Advent of Haskell

Thoughts and lessons learned after using Haskell consistently for 25 days in a row

This December, for the fourth year in a row, a new Advent of Code took place. If you’re not familiar with the event, it’s a twist on the tradition of Advent calendars. As part of a Christmas-themed story, we must help Santa and his Elves, using our coding skills to solve challenges that are made available one each day until the 25th of December.

The challenges are input/output based, meaning participants are free to use any language or approach they so choose.

And you get a pretty ASCII-based calendar to fill out as well. This is my incomplete calendar from 2017.

I had already participated last year using Haskell as my language of choice, but ended up giving up on the sixth day, frustrated by the stateful nature of that day’s challenge.

In retrospect, I guess I was just expecting to be able to deal with all the challenges without having to learn anything new, or make any changes to my very elementary workflow.

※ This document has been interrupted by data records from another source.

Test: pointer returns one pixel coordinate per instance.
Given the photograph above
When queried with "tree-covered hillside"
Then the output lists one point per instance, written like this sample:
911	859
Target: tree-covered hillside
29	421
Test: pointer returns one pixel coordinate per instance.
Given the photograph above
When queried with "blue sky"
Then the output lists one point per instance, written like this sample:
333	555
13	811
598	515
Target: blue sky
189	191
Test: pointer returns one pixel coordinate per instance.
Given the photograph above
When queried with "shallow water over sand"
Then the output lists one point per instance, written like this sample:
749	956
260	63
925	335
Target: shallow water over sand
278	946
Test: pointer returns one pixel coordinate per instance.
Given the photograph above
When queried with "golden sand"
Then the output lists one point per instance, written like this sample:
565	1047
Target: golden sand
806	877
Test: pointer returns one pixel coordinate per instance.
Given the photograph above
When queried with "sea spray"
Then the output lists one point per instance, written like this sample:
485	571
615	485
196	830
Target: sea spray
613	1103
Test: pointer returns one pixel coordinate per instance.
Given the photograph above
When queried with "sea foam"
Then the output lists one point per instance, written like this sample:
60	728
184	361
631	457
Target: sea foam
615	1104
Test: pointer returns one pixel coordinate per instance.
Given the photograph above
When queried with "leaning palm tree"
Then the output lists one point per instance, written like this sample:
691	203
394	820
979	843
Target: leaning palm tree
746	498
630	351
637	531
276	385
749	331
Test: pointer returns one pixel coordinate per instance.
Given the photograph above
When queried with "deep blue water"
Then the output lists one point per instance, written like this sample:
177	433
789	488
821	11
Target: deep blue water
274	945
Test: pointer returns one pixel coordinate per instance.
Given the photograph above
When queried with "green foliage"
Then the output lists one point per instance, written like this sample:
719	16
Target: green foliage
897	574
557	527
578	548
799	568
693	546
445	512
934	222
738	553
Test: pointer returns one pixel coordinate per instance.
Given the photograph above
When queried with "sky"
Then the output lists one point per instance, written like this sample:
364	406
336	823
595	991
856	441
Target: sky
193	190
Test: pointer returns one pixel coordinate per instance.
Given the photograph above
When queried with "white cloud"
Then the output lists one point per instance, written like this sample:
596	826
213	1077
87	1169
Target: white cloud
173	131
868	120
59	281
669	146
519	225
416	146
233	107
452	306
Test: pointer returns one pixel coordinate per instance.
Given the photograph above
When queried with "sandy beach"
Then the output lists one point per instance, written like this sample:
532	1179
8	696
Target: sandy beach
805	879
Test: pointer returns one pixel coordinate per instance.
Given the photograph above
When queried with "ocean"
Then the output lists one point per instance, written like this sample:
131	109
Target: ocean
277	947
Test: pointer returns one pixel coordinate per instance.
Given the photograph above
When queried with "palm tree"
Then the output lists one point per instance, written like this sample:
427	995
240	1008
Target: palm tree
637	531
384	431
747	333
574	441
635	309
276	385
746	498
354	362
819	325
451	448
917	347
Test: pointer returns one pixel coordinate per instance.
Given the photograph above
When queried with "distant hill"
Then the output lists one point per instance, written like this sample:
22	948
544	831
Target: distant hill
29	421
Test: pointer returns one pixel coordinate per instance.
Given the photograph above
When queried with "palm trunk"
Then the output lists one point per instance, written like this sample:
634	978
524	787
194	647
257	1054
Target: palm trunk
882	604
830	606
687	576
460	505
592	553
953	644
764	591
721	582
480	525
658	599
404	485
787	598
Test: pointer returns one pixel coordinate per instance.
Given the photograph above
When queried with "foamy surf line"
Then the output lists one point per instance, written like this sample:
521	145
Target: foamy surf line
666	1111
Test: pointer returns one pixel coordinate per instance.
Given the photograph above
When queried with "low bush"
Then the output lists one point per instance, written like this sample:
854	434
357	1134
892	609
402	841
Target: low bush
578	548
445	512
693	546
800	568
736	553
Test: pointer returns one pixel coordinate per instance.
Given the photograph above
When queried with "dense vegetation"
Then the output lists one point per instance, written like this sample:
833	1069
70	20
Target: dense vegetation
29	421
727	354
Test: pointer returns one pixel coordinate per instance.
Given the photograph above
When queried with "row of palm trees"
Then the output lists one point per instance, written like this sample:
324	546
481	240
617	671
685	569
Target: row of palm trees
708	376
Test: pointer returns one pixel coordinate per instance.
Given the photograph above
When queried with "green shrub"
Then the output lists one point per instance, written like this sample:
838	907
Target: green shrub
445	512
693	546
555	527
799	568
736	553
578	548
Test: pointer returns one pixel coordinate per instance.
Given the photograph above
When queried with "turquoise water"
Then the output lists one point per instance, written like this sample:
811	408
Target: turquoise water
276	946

This year I was ready to take another go and try to make it all the way to the end. The result has been 25 days straight of non-stop Haskell coding, which also now accounts for most of the actual Haskell I’ve written thus far.

It should be noted that my main focus when solving the challenges was to produce clear, idiomatic, and easy to reason about code, in many cases at the expense of verbosity, taking my best guess at what production code might look like (as opposed to just trying to hack a solution away).

I thought I should reflect on these past 25 days, and try to put into writing some of the main things I’ve learned along the way.

The topics listed are in no particular order.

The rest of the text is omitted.